Step 16:  Sweeping again

Back to the fluffy brush!  Turn the base upside down over the container of flock, and tap it to remove any excess.  Then, use the brush to make sure no flock is sticking to the crew.

Step 17:  Gun placement

Easy step here.  A small dot of superglue (remember, with cyanoacrylate glue, the thinner the layer the stronger the bond unless you are going to use an accelerator to cure it solid) under each tire, and a dab of the Gorilla Wood Glue under the trail (because the base where the trail sits is rough and porous, superglue won't work as well, and the Gorilla kicks as much butt as it's namesake).

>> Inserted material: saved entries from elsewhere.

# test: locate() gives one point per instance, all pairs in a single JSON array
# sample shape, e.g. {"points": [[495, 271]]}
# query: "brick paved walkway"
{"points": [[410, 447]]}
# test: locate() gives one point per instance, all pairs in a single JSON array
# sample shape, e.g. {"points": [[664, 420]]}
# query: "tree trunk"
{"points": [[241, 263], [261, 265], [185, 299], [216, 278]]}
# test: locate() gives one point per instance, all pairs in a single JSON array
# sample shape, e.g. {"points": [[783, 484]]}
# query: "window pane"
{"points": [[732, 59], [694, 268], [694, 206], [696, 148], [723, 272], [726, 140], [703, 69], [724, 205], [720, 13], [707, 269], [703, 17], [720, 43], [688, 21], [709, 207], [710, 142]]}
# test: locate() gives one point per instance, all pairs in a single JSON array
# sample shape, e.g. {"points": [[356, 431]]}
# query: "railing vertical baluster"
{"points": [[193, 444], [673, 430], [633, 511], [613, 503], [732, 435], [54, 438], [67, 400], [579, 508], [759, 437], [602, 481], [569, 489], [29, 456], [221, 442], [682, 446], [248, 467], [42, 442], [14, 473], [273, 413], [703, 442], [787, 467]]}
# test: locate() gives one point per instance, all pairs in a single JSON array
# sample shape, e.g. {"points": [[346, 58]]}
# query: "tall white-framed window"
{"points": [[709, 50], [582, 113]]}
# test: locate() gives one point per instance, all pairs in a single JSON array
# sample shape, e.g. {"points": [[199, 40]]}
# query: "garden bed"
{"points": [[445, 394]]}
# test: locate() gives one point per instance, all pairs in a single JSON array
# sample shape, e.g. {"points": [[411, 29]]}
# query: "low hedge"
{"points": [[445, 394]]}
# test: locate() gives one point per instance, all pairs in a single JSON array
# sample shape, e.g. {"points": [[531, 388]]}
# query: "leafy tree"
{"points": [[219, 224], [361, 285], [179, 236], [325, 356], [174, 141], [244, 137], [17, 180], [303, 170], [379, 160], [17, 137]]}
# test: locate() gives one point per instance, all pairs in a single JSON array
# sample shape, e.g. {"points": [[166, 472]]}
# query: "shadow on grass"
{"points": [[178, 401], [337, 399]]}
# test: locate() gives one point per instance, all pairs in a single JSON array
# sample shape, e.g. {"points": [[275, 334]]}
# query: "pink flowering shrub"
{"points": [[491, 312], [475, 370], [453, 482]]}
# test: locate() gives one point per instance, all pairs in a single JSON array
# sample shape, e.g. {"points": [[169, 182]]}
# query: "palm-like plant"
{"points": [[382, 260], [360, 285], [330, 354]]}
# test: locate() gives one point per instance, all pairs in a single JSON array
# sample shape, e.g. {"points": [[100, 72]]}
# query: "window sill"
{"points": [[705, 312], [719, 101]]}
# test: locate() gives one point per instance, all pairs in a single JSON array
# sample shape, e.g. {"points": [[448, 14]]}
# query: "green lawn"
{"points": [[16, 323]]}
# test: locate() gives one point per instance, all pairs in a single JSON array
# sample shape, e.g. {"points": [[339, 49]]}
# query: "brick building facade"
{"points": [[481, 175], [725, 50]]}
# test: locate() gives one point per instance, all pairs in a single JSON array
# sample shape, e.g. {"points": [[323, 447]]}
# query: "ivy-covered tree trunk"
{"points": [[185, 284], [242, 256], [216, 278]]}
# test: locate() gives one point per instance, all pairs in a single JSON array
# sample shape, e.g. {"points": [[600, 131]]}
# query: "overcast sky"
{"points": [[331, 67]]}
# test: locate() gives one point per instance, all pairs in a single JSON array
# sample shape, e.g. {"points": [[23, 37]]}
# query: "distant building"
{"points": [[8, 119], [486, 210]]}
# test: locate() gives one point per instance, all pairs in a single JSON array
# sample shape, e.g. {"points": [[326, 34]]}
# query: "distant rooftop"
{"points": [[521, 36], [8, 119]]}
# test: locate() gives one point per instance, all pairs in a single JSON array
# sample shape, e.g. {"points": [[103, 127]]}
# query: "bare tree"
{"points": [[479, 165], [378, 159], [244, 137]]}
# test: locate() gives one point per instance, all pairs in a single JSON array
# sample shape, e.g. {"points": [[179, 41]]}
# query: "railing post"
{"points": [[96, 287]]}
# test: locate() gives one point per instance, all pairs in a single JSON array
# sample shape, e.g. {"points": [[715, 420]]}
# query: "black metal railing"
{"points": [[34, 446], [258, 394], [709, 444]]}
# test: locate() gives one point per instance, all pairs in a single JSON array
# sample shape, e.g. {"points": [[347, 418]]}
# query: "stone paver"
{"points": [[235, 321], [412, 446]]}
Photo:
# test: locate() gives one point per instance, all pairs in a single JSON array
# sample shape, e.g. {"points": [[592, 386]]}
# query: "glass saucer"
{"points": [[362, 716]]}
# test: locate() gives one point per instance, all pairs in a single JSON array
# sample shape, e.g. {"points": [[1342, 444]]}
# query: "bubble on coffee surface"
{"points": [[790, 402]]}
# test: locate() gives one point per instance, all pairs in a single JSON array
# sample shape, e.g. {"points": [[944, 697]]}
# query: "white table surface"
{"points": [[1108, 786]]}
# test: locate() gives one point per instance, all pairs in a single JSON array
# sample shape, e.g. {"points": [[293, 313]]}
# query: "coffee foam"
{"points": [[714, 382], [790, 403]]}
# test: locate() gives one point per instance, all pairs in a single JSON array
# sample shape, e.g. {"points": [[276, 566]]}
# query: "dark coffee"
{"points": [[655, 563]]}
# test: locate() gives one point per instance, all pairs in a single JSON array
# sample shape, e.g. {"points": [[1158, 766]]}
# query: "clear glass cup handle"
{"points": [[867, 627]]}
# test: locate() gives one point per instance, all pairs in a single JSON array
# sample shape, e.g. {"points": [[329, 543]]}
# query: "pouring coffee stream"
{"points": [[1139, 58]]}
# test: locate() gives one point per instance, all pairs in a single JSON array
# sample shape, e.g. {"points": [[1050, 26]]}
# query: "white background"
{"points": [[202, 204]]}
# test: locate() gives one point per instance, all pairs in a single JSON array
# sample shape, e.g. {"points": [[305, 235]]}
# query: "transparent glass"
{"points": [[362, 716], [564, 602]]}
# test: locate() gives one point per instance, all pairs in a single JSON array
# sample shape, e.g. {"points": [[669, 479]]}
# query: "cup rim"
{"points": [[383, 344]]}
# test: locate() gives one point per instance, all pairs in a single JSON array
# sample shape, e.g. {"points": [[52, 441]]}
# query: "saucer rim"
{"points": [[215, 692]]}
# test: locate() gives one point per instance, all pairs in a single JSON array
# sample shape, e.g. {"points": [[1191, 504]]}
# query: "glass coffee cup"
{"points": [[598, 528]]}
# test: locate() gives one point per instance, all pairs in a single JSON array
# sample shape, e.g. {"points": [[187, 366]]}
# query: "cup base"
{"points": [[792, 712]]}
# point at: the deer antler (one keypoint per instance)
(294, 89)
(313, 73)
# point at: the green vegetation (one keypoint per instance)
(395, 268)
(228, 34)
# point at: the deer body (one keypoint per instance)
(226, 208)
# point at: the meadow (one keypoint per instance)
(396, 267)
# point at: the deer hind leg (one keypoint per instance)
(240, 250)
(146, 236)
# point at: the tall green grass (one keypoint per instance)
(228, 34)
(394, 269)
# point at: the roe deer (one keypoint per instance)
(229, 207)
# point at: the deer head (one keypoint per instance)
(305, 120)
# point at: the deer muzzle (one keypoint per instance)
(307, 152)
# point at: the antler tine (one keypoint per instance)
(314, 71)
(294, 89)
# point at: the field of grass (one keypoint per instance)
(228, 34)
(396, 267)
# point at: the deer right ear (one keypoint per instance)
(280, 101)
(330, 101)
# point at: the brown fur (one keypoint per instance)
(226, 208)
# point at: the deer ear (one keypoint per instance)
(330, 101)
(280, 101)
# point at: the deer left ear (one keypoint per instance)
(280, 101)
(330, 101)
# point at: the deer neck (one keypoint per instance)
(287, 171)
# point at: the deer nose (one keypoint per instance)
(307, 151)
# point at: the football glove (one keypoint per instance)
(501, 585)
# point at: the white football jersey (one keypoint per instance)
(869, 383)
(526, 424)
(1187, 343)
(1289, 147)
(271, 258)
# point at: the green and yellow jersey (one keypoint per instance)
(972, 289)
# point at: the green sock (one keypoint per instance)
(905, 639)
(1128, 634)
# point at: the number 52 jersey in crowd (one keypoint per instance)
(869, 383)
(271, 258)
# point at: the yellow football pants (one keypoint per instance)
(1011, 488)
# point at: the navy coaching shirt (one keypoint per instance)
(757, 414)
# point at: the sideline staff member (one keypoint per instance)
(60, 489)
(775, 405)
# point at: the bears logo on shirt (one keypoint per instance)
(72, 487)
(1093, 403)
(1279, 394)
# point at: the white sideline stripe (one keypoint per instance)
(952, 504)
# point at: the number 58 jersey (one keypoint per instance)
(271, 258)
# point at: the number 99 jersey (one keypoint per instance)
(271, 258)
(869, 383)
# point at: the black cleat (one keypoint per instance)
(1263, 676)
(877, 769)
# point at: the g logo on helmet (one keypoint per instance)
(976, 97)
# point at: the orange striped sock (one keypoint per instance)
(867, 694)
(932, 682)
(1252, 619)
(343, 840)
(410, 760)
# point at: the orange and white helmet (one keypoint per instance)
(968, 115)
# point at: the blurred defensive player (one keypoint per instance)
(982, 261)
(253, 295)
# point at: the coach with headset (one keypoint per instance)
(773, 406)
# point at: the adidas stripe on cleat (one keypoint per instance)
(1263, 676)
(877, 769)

Step 18:  Planting the grass

While you can call the base done at this point, and it will look fine, I like to have some 3-D elements on the base.  In this case, I went with Tall Prairie Tufts Late Summer, an excellent product by MiniNatur.  It comes in an 8"x10" sheet, which is enough to last ages; I got mine from Scenery Express.

Step 19:  Finishing Steps

And now the home stretch!  I like to paint the edge of the base, but with the basing material so dark, I didn't like the look of most of the typical colors.  I tried a couple, then settled on a 50/50 mix of Vallejo Brown Leather and Vallejo Model Air Black.  Using the airbrush color let me skip the step of thinning the paint (the Vallejo Model Color line is thicker than I like to paint with, so I normally thin it right in the bottle, but I also use the Brown Leather for drybrushing, so it is the original thickness), and I have a boatload of the black, so it was worth it to save a few seconds.  Time becomes much more precious when it's past midnight, for some reason.  Lastly, I hit it with a couple coats of matte varnish (I use Testor Dull Coat when I am going to do multiple matte coats, or Armory Matte if I only plan on a single coat).

Anyway, here's the final product:  one of the eight tubes of MurderStonkReroll crazyness!

Step 20:  Shell types

For the dedicated among you, here is a sample of the shell types used.  I went with the plain black anti-tank round, because I'm lazy busy, but you definitely need to go with the HE round and do all the scale lettering on the projectile.

And call me when you get out of the asylum.  With new glasses.